By JUDY SHERARD
jsherard@dailynews.net
Lately, a lot of people have been asking Lawrence Arnhold the secret to longevity.
It's not surprising since Arnhold turned 101 on Sept. 7.
"I tell everybody I've never touched a cigarette," he said. "I've never touched a glass of whiskey."
He and his wife, Martin,a lived a healthy life, and he was athletic, he said.
In fact, Arnhold was a professional boxer when the couple married, but he gave up boxing when he was approximately 30.
Being a boxer meant traveling from town to town to fight. Martina gave him a choice of being a boxer or staying home with her.
"I said, 'Sweetheart, I'm going to live with you,' " Arnhold said.
The couple met when they were children.

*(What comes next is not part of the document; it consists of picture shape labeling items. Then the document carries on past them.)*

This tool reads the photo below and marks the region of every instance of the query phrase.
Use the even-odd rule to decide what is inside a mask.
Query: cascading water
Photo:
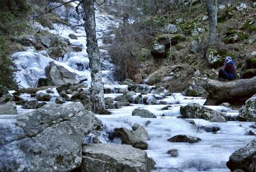
[[[71,24],[76,23],[77,16],[75,13],[74,13],[74,8],[70,8],[67,13],[66,9],[63,6],[55,12],[62,18],[69,17]],[[96,19],[97,36],[113,36],[111,35],[112,32],[109,28],[113,26],[118,27],[118,21],[114,19],[113,16],[100,14],[99,11],[96,11]],[[88,79],[85,83],[89,84],[90,74],[88,65],[89,59],[86,52],[86,36],[84,28],[77,27],[73,29],[62,24],[57,23],[54,24],[54,26],[55,29],[51,30],[48,28],[43,27],[39,24],[33,26],[37,29],[46,30],[68,38],[71,46],[80,47],[82,48],[81,51],[67,53],[63,57],[59,58],[57,60],[50,58],[46,51],[37,51],[33,47],[28,47],[25,52],[15,53],[12,55],[12,59],[17,70],[17,80],[20,80],[20,84],[25,88],[36,87],[37,80],[45,75],[45,68],[50,62],[54,61],[69,71],[75,73],[79,78],[83,78],[86,76]],[[70,34],[76,36],[78,39],[69,38]],[[105,45],[101,39],[99,40],[98,43],[99,46]],[[107,52],[100,50],[100,52],[102,56],[105,57],[102,58],[102,62],[104,88],[110,89],[112,93],[115,93],[116,89],[127,88],[127,85],[117,85],[114,81],[110,72],[113,64],[110,63]],[[152,89],[152,87],[151,88]],[[56,89],[53,88],[52,90],[54,90],[54,93],[50,94],[56,98],[58,96],[58,93]],[[142,90],[141,92],[142,92],[143,91]],[[165,95],[166,93],[166,90],[160,93],[153,91],[151,93],[142,95],[139,99],[141,104],[132,104],[132,106],[124,107],[121,109],[110,109],[112,112],[110,115],[97,115],[97,117],[102,121],[104,126],[102,133],[111,133],[116,128],[124,127],[131,129],[132,126],[136,123],[144,126],[150,137],[150,140],[147,141],[149,146],[146,151],[148,155],[152,157],[156,162],[156,168],[154,171],[176,171],[175,169],[183,171],[229,171],[225,164],[230,154],[235,150],[246,145],[254,138],[254,136],[247,135],[249,130],[252,130],[249,127],[253,123],[210,123],[203,119],[194,119],[197,126],[195,127],[187,120],[177,118],[180,115],[180,108],[181,105],[190,103],[203,104],[205,100],[199,98],[186,97],[180,93],[173,93],[171,95],[166,96]],[[135,98],[140,93],[137,93],[133,98]],[[105,94],[105,97],[114,98],[122,94]],[[30,94],[26,94],[21,97],[25,100],[35,99],[31,98]],[[142,100],[145,97],[154,97],[157,98],[156,104],[143,104]],[[54,99],[51,100],[54,101]],[[161,101],[165,102],[166,104],[159,104]],[[170,107],[166,110],[162,110],[162,108],[167,105],[169,105]],[[226,114],[230,115],[235,116],[238,114],[237,110],[233,110],[229,108],[218,106],[209,107],[219,112],[225,112]],[[137,108],[147,109],[157,118],[142,118],[132,116],[132,112]],[[24,109],[21,106],[18,107],[18,115],[31,110],[32,110]],[[10,128],[15,128],[13,120],[15,117],[13,115],[9,116],[8,118],[5,115],[2,115],[1,118],[1,124],[10,124]],[[212,127],[218,127],[220,130],[217,133],[213,133],[207,130],[202,129]],[[196,136],[200,138],[202,141],[196,144],[170,143],[167,141],[170,137],[177,134]],[[104,136],[102,136],[101,138],[103,142],[110,141],[104,140]],[[86,141],[89,142],[90,140],[88,140]],[[119,141],[116,140],[115,142]],[[167,151],[171,149],[178,150],[178,157],[171,157],[167,153]]]

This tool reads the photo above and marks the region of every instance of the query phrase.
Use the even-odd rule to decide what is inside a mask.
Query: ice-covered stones
[[[224,122],[226,119],[219,112],[203,107],[198,103],[190,103],[180,108],[180,112],[183,118],[199,118],[212,122]]]
[[[236,118],[239,121],[256,122],[256,94],[245,102]]]
[[[201,139],[196,136],[187,135],[177,135],[167,140],[170,142],[187,142],[190,143],[197,143]]]
[[[83,171],[149,172],[156,163],[145,151],[131,145],[93,144],[83,149]]]
[[[142,118],[157,118],[157,117],[150,111],[146,109],[141,109],[139,108],[133,110],[132,114],[133,116],[139,116]]]

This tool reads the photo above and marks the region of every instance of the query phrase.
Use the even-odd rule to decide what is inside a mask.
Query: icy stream
[[[118,21],[110,16],[100,15],[96,12],[97,31],[98,36],[109,34],[108,28],[118,26]],[[73,45],[81,46],[82,52],[69,53],[64,58],[60,58],[58,63],[70,71],[75,72],[81,77],[86,76],[89,79],[86,84],[90,84],[90,69],[88,68],[89,59],[86,53],[86,41],[84,30],[82,28],[72,29],[67,26],[55,24],[55,29],[50,30],[44,28],[40,24],[35,26],[41,29],[58,34],[69,38]],[[75,34],[78,39],[71,39],[68,35]],[[104,46],[102,41],[99,42],[100,46]],[[103,56],[107,57],[107,52],[101,50]],[[17,69],[17,80],[21,80],[21,84],[26,88],[36,86],[37,80],[44,76],[44,69],[49,62],[54,60],[50,58],[45,51],[37,52],[33,47],[28,47],[27,50],[18,52],[12,55]],[[76,64],[83,64],[84,70],[78,70]],[[103,63],[103,79],[104,87],[108,88],[125,88],[127,85],[118,85],[112,78],[111,69],[112,65],[108,58]],[[53,89],[54,98],[58,96],[55,89]],[[153,95],[151,93],[149,95]],[[106,94],[105,97],[115,98],[120,94]],[[111,133],[114,128],[124,127],[131,129],[132,126],[138,123],[144,126],[148,131],[150,140],[147,141],[148,148],[147,150],[148,156],[152,158],[156,162],[156,169],[153,171],[171,171],[172,169],[177,169],[183,171],[229,171],[226,166],[226,161],[229,156],[236,149],[245,145],[255,138],[248,135],[249,126],[253,123],[229,122],[227,123],[210,123],[202,119],[194,119],[197,127],[189,123],[186,119],[177,118],[180,115],[180,107],[190,103],[198,103],[203,104],[205,99],[199,98],[187,98],[180,93],[167,96],[163,100],[172,107],[168,110],[162,110],[162,108],[167,105],[144,105],[132,104],[129,107],[124,107],[119,109],[110,109],[112,114],[109,115],[97,115],[104,126],[103,133]],[[144,95],[146,96],[146,95]],[[25,99],[31,99],[30,95],[24,94]],[[52,99],[51,101],[54,101]],[[159,101],[158,101],[159,102]],[[157,118],[142,118],[132,116],[132,112],[137,108],[146,109],[157,116]],[[225,112],[227,114],[235,115],[238,111],[224,107],[208,107],[211,109]],[[25,110],[21,106],[18,107],[19,115],[33,110]],[[162,117],[165,114],[164,117]],[[2,115],[0,124],[4,123],[13,125],[15,117]],[[207,132],[200,127],[219,127],[220,130],[216,134]],[[168,139],[177,134],[188,134],[200,138],[202,140],[197,143],[170,143]],[[178,156],[171,157],[167,154],[168,150],[177,149]]]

He grew up in Hays, and she was from Catherine, so he drove a Model T Ford to court her.
Martina died in 2001, when she was 88. She had worked at Fort Hays State University for a number of years, he said.

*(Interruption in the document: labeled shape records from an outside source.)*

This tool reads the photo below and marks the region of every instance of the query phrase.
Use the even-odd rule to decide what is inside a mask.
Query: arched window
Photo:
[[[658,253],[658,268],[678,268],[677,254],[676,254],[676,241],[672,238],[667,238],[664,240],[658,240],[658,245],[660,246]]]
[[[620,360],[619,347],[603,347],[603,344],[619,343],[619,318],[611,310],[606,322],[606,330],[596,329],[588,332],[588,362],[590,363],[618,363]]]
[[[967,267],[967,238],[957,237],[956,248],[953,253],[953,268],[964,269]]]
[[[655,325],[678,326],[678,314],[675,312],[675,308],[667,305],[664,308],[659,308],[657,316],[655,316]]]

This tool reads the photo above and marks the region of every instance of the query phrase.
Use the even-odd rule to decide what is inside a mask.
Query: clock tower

"I miss her very much," Arnhold said. "She was just beautiful."
He hasn't remarried because it wouldn't be fair to put someone else between him and someone he's loved for so long, he said.
The couple lived on a farm and had four children, Allen, Valda, Rose and Helen.

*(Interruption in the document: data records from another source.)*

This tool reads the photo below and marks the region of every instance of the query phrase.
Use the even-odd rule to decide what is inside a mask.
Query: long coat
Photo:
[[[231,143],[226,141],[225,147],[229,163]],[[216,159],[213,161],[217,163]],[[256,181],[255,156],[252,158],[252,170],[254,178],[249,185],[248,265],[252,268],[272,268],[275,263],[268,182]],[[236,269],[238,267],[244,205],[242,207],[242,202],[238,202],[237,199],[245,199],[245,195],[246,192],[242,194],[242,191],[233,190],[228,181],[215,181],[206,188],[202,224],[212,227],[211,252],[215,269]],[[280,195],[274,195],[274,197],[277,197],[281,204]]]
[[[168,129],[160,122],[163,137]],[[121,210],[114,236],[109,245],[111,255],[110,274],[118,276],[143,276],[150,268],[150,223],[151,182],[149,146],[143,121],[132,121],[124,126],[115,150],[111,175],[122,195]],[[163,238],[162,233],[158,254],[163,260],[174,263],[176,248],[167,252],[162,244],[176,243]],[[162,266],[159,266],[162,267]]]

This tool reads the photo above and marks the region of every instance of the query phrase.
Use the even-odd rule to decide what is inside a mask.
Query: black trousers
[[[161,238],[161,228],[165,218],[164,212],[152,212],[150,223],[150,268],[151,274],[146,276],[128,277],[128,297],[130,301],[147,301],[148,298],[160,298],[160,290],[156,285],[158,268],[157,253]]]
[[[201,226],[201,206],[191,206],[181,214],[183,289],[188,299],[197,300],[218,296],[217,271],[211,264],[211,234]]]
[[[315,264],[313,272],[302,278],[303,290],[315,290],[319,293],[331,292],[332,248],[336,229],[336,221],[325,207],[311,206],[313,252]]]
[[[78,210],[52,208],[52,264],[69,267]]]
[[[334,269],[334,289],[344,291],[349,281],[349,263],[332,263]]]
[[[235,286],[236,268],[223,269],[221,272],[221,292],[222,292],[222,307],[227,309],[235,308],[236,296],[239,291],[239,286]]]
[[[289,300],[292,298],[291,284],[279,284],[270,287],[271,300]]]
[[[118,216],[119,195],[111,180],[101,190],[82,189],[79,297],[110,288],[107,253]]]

Arnhold's military service was a little different than most.
"The Army drafted me to produce milk for the Walker Air Base," he said.
He continued to farm after the war and was in the dairy business for 35 years, selling his milk to L-K Dairy, he said.
The family also raised horses, chickens, cows, guineas, turkeys, ducks, any kind of little animal there was, along with pigs -- and even a goat, he said.
"Everything we did, like milk those cows, feed chickens, everything we did, we did together, me and my wife," Arnhold said.
His son Allen agreed.
"They were always together," he said.
"Then when my wife died, things got rusty," Arnhold said. "I had a beautiful life. I had a beautiful home."